El sin sentido de la muerte porque nadie vertía lágrimas que en acuoso festejo allanaba el camino a otras moradas desconocidas. Los cementerios se integraron a la geografía urbana como nuevos barrios donde no se distinguían los vivos de los muertos. La felicidad se encogió tanto porque no hubo llantos para sentirse afortunados por encontrarla en tan esquivo itinerario. Las lágrimas que alcanzaron a preservarse fueron las que la poesía atrapó en versos insondables: buenos algunos, malos, bien malos otros, pero se volvieron el único espejo para verse reflejados como eran antes los humanos de este país sin lágrimas.
Una vida sin lágrimas era una alegoría para anhelar la dicha cuando todavía se vertían lágrimas. Ahora, sin lágrimas que poder derramar, se deseaba aquella vida de sufrimientos y gozos como misterios místicos ordenados de manera secular. La impotencia por no poder llorar se volvió una calamidad nacional y la salud pública se vio amenazada al no haber respuesta efectiva de parte del establecimiento. Ni modo de echarse a llorar por eso. No había con qué.

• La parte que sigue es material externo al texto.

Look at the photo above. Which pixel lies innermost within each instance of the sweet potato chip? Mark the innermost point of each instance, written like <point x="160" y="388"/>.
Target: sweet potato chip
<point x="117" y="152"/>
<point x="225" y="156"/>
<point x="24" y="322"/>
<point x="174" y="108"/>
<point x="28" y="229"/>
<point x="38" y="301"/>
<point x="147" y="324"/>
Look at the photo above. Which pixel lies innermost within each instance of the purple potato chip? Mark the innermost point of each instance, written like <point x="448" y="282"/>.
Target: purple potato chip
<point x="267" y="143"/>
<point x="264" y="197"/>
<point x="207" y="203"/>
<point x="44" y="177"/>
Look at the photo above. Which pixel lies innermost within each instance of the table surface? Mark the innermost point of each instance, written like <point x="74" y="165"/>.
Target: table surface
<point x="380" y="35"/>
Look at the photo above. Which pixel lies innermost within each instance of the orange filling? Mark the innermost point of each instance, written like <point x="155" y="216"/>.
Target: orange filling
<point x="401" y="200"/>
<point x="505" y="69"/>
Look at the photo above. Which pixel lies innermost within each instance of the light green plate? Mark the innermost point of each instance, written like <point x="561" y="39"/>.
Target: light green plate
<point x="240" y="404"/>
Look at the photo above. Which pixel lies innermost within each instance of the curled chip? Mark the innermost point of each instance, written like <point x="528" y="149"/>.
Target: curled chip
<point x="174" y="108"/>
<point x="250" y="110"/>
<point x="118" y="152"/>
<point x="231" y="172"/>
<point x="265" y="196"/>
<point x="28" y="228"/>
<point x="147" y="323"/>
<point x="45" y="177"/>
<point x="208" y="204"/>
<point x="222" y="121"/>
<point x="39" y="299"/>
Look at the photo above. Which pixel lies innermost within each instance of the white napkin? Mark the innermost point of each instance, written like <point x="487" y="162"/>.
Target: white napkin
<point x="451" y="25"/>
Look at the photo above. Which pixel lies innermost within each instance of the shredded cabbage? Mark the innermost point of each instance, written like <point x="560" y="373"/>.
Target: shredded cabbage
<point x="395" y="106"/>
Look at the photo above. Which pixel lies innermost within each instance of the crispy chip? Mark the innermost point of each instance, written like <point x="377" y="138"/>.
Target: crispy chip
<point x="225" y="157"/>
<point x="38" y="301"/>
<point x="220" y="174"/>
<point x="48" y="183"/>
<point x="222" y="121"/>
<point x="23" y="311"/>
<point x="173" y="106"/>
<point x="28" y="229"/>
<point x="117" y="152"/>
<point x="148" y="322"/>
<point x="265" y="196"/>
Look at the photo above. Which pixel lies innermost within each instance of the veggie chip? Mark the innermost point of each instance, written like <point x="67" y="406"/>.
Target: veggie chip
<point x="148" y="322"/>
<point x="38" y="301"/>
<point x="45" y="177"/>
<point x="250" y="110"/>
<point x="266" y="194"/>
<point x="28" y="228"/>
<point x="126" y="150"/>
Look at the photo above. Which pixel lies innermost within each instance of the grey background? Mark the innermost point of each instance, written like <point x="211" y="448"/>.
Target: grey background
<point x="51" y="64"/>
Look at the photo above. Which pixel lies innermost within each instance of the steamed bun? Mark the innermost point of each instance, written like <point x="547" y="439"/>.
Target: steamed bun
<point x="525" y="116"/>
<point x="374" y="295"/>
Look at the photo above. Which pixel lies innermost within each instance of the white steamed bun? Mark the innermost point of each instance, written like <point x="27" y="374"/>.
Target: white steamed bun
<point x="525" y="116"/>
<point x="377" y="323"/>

Hasta ese momento pocos o nadie habían reparado su composición química: 98,3% de agua y el resto entre glucosa, proteínas, sodio y potasio. El líquido salobre se había convertido en una obsesión para los arqueólogos lacrimales (un nuevo oficio aprobado por ley del Congreso para los menesteres).

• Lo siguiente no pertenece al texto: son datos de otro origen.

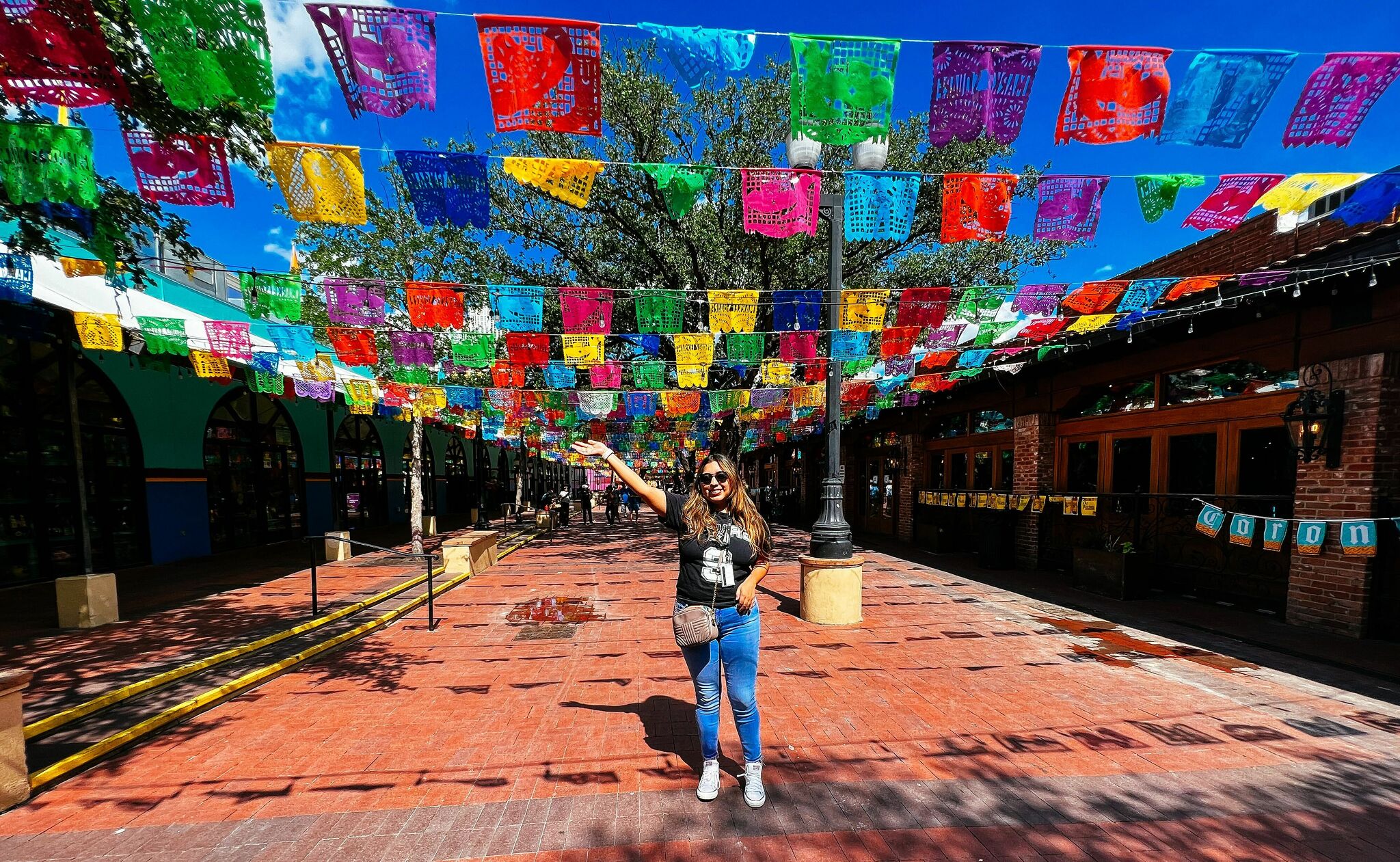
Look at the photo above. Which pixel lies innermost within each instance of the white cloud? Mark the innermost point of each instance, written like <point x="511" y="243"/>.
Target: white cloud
<point x="296" y="45"/>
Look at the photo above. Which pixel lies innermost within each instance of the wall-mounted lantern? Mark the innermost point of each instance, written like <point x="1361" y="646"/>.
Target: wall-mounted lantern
<point x="1314" y="419"/>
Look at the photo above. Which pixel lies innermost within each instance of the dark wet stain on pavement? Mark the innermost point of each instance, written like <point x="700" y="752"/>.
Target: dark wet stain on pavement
<point x="556" y="609"/>
<point x="1119" y="648"/>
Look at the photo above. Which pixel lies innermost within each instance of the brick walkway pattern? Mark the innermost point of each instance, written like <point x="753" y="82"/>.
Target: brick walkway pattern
<point x="955" y="723"/>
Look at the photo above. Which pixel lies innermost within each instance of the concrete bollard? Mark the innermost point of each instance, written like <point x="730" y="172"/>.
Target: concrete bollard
<point x="85" y="601"/>
<point x="14" y="771"/>
<point x="832" y="589"/>
<point x="474" y="552"/>
<point x="338" y="550"/>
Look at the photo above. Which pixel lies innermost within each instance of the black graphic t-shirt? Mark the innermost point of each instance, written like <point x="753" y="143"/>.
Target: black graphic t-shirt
<point x="709" y="563"/>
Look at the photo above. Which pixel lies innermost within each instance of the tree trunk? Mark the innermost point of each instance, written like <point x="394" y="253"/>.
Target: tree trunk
<point x="416" y="485"/>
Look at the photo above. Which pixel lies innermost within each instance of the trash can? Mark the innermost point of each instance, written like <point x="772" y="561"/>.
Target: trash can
<point x="996" y="539"/>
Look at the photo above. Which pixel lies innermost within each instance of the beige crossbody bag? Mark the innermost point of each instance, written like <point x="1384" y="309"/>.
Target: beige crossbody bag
<point x="696" y="625"/>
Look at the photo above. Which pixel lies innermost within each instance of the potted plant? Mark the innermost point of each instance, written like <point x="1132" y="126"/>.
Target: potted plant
<point x="1115" y="570"/>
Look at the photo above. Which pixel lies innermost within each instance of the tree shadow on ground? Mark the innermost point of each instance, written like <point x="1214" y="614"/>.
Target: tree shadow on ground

En las escuelas y colegios se enseñaba la cátedra de “historia lacrimal” para no borrar de la civilización los momentos en los que el llanto era necesario. Los niños y niñas recitaban en oración monástica el estribillo: “El trayecto de la lágrima se divide en dos partes: secreción y drenaje…” Términos como fórnix y carúncula se volvieron de común uso en ese lenguaje de la nostalgia que los humanos inventamos para mantenernos vivos por el miedo al futuro
“Tengo ganas de llorar” fue una frase que todos y todas querían oír entre el tumulto de zombis urbanos, en los estadios repletos de fanáticos sin llanto, en los buses apretujados de hombres sin piel y sin lágrimas; nadie la pronunció. No hubo lágrimas.
El valle de lágrimas de los cristianos fue desterrado de las liturgias rutinarias. Los sufrimientos se volvieron secos y estériles al no haber lágrimas corriendo como ríos de lágrimas que iban a dar al mar de lágrimas, que es el morir. Las parejas pactaron una tregua infinita hasta tanto no retornaran las lágrimas para conmover entre artimañas y tretas. Los melodramas se convirtieron en cuentos infantiles, sin lágrimas que derramar para la amada puesta a prueba por las argucias del libretista otrora llorón.
De nada valieron los esfuerzos mancomunados de todo un país para volver a producir lágrimas. Hombres de ciencia y fe no pudieron con el cometido. Este país ya no volverá a llorar. Pronto se acostumbrará a la indiferencia que produce la ausencia de llanto.
Coda: A veces escribir estas cosas cuesta unas cuantas lágrimas, de sólo pensar que ya estamos casi viviendo en ese extraño país que aprendió a desterrar las lágrimas.